The basic scientific research that gives rise to companies like ETI, and spurs the economy in many other ways, is jeopardized by the current funding environment. Federal funding for research and development has been on a downward trend for the past decade, with funding levels in 2013 at historic lows.
Sequestration, which began in March 2013, is set to run through 2021 and will wring an additional $95 billion from federal research budgets over this period.
This national disinvestment in science will have real consequences. As the “Sparking Economic Growth 2.0” companies illustrate, research and the transformative discoveries that flow from it often require sustained funding over many years to yield results.
ETI is an example of this return on investment.
“The federal funding I received in the late 1990s and early 2000s was instrumental in my research group’s fundamental and long-term research on a dataflow model of computation the very research on which ETI was founded,” Gao said. “Dataflow modeling is critically important to big data technology, and today provides ETI technology a competitive edge.”
As the report points out, university research and the companies born from such research are a driving force behind much of the innovation in the United States. They are bringing forward innovations with the potential to transform industries and solve some of the world’s greatest problems.
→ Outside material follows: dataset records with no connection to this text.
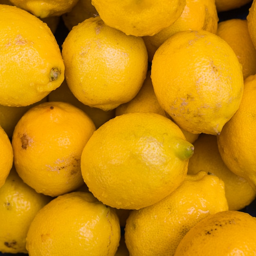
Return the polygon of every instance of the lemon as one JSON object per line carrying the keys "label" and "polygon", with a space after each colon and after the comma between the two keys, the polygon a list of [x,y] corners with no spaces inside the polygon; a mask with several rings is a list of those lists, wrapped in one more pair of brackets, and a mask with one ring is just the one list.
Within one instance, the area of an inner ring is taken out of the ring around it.
{"label": "lemon", "polygon": [[218,20],[215,0],[186,0],[182,13],[173,24],[153,36],[143,37],[149,61],[152,61],[158,47],[172,35],[179,31],[192,29],[216,34]]}
{"label": "lemon", "polygon": [[80,159],[95,130],[84,112],[70,104],[45,102],[30,108],[12,137],[14,164],[24,182],[54,197],[83,184]]}
{"label": "lemon", "polygon": [[219,212],[192,227],[174,255],[254,255],[256,236],[255,217],[236,211]]}
{"label": "lemon", "polygon": [[246,180],[235,174],[224,164],[218,149],[217,136],[202,134],[193,145],[188,173],[203,171],[216,175],[225,184],[225,194],[229,210],[238,210],[249,205],[256,198],[256,192]]}
{"label": "lemon", "polygon": [[234,50],[243,66],[244,79],[256,74],[256,49],[250,36],[246,20],[231,19],[222,21],[218,24],[216,34]]}
{"label": "lemon", "polygon": [[127,35],[153,36],[181,15],[186,0],[92,0],[104,22]]}
{"label": "lemon", "polygon": [[40,18],[60,16],[70,11],[78,0],[9,0],[13,4]]}
{"label": "lemon", "polygon": [[166,117],[130,113],[94,132],[81,157],[82,175],[103,203],[138,209],[155,203],[181,184],[193,151],[180,129]]}
{"label": "lemon", "polygon": [[247,179],[256,191],[256,75],[253,75],[245,79],[241,104],[224,126],[217,142],[221,158],[229,169]]}
{"label": "lemon", "polygon": [[45,23],[15,6],[0,5],[0,104],[27,106],[58,87],[65,67]]}
{"label": "lemon", "polygon": [[90,107],[115,108],[135,97],[146,78],[143,39],[106,25],[99,16],[74,27],[62,47],[67,85]]}
{"label": "lemon", "polygon": [[65,26],[71,30],[74,26],[89,18],[96,17],[98,13],[92,4],[91,0],[79,0],[72,10],[62,15]]}
{"label": "lemon", "polygon": [[37,213],[27,238],[30,256],[114,256],[120,239],[115,210],[90,193],[73,192]]}
{"label": "lemon", "polygon": [[221,180],[203,171],[188,175],[161,201],[132,211],[124,233],[130,255],[173,255],[191,228],[209,215],[228,209]]}
{"label": "lemon", "polygon": [[160,106],[193,133],[219,134],[242,99],[242,65],[228,43],[208,31],[169,37],[154,56],[151,79]]}
{"label": "lemon", "polygon": [[[148,71],[139,92],[130,101],[121,104],[115,109],[116,116],[132,112],[144,112],[155,113],[169,117],[157,101],[150,76],[150,71]],[[193,143],[198,137],[199,134],[191,133],[182,128],[181,130],[186,139],[191,143]]]}
{"label": "lemon", "polygon": [[27,233],[31,222],[52,198],[24,183],[13,168],[0,188],[0,252],[27,253]]}
{"label": "lemon", "polygon": [[0,126],[0,188],[4,183],[13,166],[13,153],[11,141]]}
{"label": "lemon", "polygon": [[89,116],[97,128],[115,116],[115,109],[105,111],[97,108],[89,107],[79,101],[70,90],[66,79],[59,87],[50,93],[48,101],[67,102],[80,108]]}
{"label": "lemon", "polygon": [[22,116],[34,106],[47,101],[47,97],[45,97],[39,101],[23,107],[8,107],[0,105],[0,126],[4,130],[10,139],[15,126]]}

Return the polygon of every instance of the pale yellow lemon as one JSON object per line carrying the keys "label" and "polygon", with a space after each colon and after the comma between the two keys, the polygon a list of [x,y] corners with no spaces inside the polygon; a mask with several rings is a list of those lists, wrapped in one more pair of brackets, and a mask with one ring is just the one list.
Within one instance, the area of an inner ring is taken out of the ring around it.
{"label": "pale yellow lemon", "polygon": [[246,179],[256,191],[256,75],[245,80],[242,102],[218,137],[221,158],[234,173]]}
{"label": "pale yellow lemon", "polygon": [[218,24],[216,34],[234,50],[243,66],[244,79],[256,74],[256,49],[246,20],[231,19],[222,21]]}
{"label": "pale yellow lemon", "polygon": [[218,20],[215,0],[186,0],[182,13],[173,24],[153,36],[143,37],[149,61],[164,41],[177,32],[202,29],[216,34]]}
{"label": "pale yellow lemon", "polygon": [[85,112],[93,121],[97,128],[115,116],[115,110],[105,111],[97,108],[89,107],[79,101],[70,91],[66,79],[61,85],[48,96],[49,101],[63,101],[70,103]]}
{"label": "pale yellow lemon", "polygon": [[255,217],[236,211],[219,212],[192,227],[174,255],[254,255],[256,236]]}
{"label": "pale yellow lemon", "polygon": [[155,203],[181,184],[193,149],[166,117],[129,113],[94,132],[82,154],[82,174],[104,204],[138,209]]}
{"label": "pale yellow lemon", "polygon": [[24,182],[55,197],[83,184],[80,159],[95,130],[80,109],[60,102],[30,108],[15,127],[12,140],[14,164]]}
{"label": "pale yellow lemon", "polygon": [[73,27],[62,49],[67,85],[90,107],[115,108],[135,97],[146,78],[148,55],[142,38],[106,25],[99,16]]}
{"label": "pale yellow lemon", "polygon": [[65,67],[47,25],[15,6],[0,5],[0,104],[27,106],[58,87]]}
{"label": "pale yellow lemon", "polygon": [[159,202],[131,212],[124,233],[130,255],[173,255],[191,228],[209,215],[228,209],[222,180],[203,171],[188,175]]}
{"label": "pale yellow lemon", "polygon": [[184,130],[219,134],[238,109],[241,64],[231,47],[208,31],[178,32],[154,56],[151,79],[160,106]]}
{"label": "pale yellow lemon", "polygon": [[108,26],[127,35],[153,36],[172,24],[181,15],[186,0],[92,0]]}
{"label": "pale yellow lemon", "polygon": [[115,209],[90,193],[52,200],[36,214],[27,237],[30,256],[114,256],[120,239]]}
{"label": "pale yellow lemon", "polygon": [[24,183],[12,168],[0,188],[0,252],[27,253],[26,238],[30,223],[52,199]]}

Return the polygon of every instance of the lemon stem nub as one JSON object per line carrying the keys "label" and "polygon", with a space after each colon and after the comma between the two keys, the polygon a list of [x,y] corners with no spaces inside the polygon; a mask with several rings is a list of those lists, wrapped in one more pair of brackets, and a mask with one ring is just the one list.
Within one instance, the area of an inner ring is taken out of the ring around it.
{"label": "lemon stem nub", "polygon": [[50,81],[56,80],[61,73],[61,70],[58,67],[53,67],[50,72]]}
{"label": "lemon stem nub", "polygon": [[175,149],[177,157],[182,160],[189,159],[194,153],[194,146],[189,141],[181,139],[177,141]]}

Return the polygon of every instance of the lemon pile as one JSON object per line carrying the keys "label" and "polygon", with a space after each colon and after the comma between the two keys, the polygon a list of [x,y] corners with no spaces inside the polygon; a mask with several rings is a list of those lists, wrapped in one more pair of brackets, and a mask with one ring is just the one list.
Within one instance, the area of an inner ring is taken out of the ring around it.
{"label": "lemon pile", "polygon": [[256,254],[256,0],[0,0],[0,253]]}

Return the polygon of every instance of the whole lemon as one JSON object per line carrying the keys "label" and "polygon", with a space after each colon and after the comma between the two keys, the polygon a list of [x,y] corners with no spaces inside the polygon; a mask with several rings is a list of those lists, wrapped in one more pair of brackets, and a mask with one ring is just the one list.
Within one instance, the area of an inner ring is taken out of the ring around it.
{"label": "whole lemon", "polygon": [[242,65],[228,43],[208,31],[169,37],[154,56],[151,78],[163,108],[193,133],[219,134],[242,99]]}
{"label": "whole lemon", "polygon": [[124,233],[130,255],[173,255],[191,228],[207,216],[228,209],[222,180],[204,171],[188,175],[166,198],[130,213]]}
{"label": "whole lemon", "polygon": [[14,164],[26,183],[57,196],[83,184],[80,159],[95,130],[83,111],[61,102],[42,103],[27,111],[12,137]]}
{"label": "whole lemon", "polygon": [[73,192],[52,200],[30,225],[30,256],[114,256],[120,239],[115,209],[91,193]]}
{"label": "whole lemon", "polygon": [[256,218],[240,211],[220,211],[192,227],[174,255],[255,255],[255,236]]}
{"label": "whole lemon", "polygon": [[62,46],[67,83],[85,105],[113,109],[135,97],[148,69],[142,38],[105,24],[99,16],[73,27]]}
{"label": "whole lemon", "polygon": [[0,5],[0,104],[27,106],[58,87],[65,67],[46,25],[15,6]]}
{"label": "whole lemon", "polygon": [[13,152],[11,141],[0,126],[0,188],[4,185],[13,166]]}
{"label": "whole lemon", "polygon": [[52,199],[36,193],[11,169],[0,188],[0,252],[27,253],[26,238],[30,224]]}
{"label": "whole lemon", "polygon": [[153,36],[172,24],[181,15],[186,0],[92,0],[108,26],[127,35]]}
{"label": "whole lemon", "polygon": [[193,149],[166,117],[124,114],[104,124],[90,138],[81,157],[82,175],[103,203],[138,209],[155,203],[181,184]]}
{"label": "whole lemon", "polygon": [[256,191],[256,75],[245,80],[239,108],[217,137],[219,151],[227,167],[247,179]]}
Since industry conducts relatively little basic research today (about 20 percent), the “seed corn” produced at research universities is essential to U.S. industry and its ability to compete.
Research universities play an important role in the creation and future success of spin-off companies, providing a nurturing environment and critical assistance to researcher-entrepreneurs aiming to bring research discoveries to the marketplace.
UD’s Office of Economic Innovation and Partnerships (OEIP) is responsible for generating benefit from the University’s research and technology assets and for creating value for UD and the state by engaging in economic development, according to David Weir, the office’s director.
“To discharge these responsibilities, OEIP functions as a portal linking the University with the academic, public and private sectors across the state. It also facilitates the formation and growth of small, technology-based businesses like ET International and contributes to the development of a culture of innovation and entrepreneurship,” Weir said.
The Science Coalition is a nonprofit, nonpartisan organization of more than 50 of the nation’s leading public and private research universities, including the University of Delaware. It is dedicated to sustaining the federal government’s investment in basic scientific research as a means to stimulate the economy, spur innovation and drive America’s global competitiveness.
The new Science Coalition report is available online. An accompanying database provides access to company profiles and allows users to sort companies by federal funding agency, university affiliation, type of innovation and other criteria.